Day 3: Building CLIP from scratch: reading the paper properly — Search Images with Words

Building CLIP from scratch. Will try to do as much detailed work as possible. Have no idea how much training it would require but this is the way to actually learn it
Starting with reading the paper. I do understand what the paper is about from first read but I still have questions
In the past image models are trained on supervised labels but this is honestly pointless as we never get zero-shot capability that way. This is why I have to understand this paper properly

Two encoders, one shared space, and why language makes image understanding robust

The model contains two encoders: text and image. These two encoders get representations from the same space which makes the image understanding robust
The reason for having language training for the image model is that understanding the ambiguity of language makes training much better. For example, training on "cat sitting on sofa" as a full sentence. A normal image model would just get "cat", "sofa", "sitting" as separate labels
But by allowing the model to learn the feature space just by looking at the picture, we allow our model to learn the ambiguity of this space. The sentence carries structure that isolated labels throw away

Scaling, passive learning, and training efficiency

The authors state it is easy to scale this model compared to normal image models since there is no one-to-one mapping. Or rather, no one-to-N mapping required
The language side can learn passively from supervision contained in the vast amount of text on the internet.
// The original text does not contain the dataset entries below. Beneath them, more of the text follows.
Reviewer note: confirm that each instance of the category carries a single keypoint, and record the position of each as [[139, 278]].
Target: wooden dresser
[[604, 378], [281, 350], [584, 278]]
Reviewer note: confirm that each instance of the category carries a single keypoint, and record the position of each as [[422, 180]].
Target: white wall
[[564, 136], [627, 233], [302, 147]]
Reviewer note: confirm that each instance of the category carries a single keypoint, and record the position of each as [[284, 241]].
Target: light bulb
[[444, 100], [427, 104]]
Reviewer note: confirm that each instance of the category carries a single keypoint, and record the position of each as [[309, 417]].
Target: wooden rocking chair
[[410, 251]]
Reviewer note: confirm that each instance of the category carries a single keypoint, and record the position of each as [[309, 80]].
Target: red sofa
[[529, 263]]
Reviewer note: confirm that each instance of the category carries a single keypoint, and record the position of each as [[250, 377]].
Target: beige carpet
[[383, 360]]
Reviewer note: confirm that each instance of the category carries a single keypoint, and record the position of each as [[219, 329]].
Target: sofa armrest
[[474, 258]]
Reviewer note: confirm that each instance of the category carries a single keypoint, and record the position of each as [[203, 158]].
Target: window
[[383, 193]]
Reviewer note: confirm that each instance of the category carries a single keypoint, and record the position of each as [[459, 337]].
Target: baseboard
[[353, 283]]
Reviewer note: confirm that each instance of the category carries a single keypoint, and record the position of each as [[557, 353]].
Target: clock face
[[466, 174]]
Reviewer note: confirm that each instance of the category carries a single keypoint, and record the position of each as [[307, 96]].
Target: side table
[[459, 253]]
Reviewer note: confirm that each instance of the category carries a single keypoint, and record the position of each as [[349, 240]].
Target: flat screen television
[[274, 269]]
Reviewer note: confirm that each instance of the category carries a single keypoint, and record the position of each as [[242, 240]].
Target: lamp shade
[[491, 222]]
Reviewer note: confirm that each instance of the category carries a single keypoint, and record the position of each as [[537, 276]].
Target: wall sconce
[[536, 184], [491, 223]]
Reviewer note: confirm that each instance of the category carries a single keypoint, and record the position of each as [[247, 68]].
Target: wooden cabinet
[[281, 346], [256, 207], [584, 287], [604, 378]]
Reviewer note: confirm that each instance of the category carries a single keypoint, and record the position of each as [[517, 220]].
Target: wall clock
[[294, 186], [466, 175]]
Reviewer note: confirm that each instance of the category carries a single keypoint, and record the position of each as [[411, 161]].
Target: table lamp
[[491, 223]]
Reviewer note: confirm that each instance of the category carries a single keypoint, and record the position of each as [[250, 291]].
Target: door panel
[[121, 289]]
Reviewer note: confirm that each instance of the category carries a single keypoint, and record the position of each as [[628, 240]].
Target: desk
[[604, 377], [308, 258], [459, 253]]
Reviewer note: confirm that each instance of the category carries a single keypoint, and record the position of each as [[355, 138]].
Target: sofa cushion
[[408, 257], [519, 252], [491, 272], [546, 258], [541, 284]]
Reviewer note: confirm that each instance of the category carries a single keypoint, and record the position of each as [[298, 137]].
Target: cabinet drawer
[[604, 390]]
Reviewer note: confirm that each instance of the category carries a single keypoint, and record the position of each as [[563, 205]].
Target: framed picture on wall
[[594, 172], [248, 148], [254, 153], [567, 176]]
You don't need hand-labeled data
Training efficiency was key since we are training essentially two models. My question: does that mean you are training everything from scratch? The authors obviously trained every model from scratch. But what happens when I, a non-researcher, try to build this system on pre-trained models?

One paragraph that describes the entire paper

"Given a batch of N (image, text) pairs, CLIP is trained to predict which of the NxN possible (image, text) pairings across a batch actually occurred. To do this, CLIP learns a multi-modal embedding space by jointly training an image encoder and text encoder to maximise the cosine similarity of the image and text embeddings of the N real pairs in the batch while minimizing the cosine similarity of the embeddings of the N²-N incorrect images."
I want to know how this batch construction technique works. And how multi-class N-pair loss works. I want to learn about the actual architecture of this loss function

Specific gaps to fill from the paper

Image representation via manifold learning (page 1)
Contrastive representation learning (page 4)
Difference between non-linear projection and linear projection maps, specifically for the purpose of this model (page 4)
Scaling of the model. What do they mean by increasing only in one dimension (length or width)? How does it affect performance? (page 5)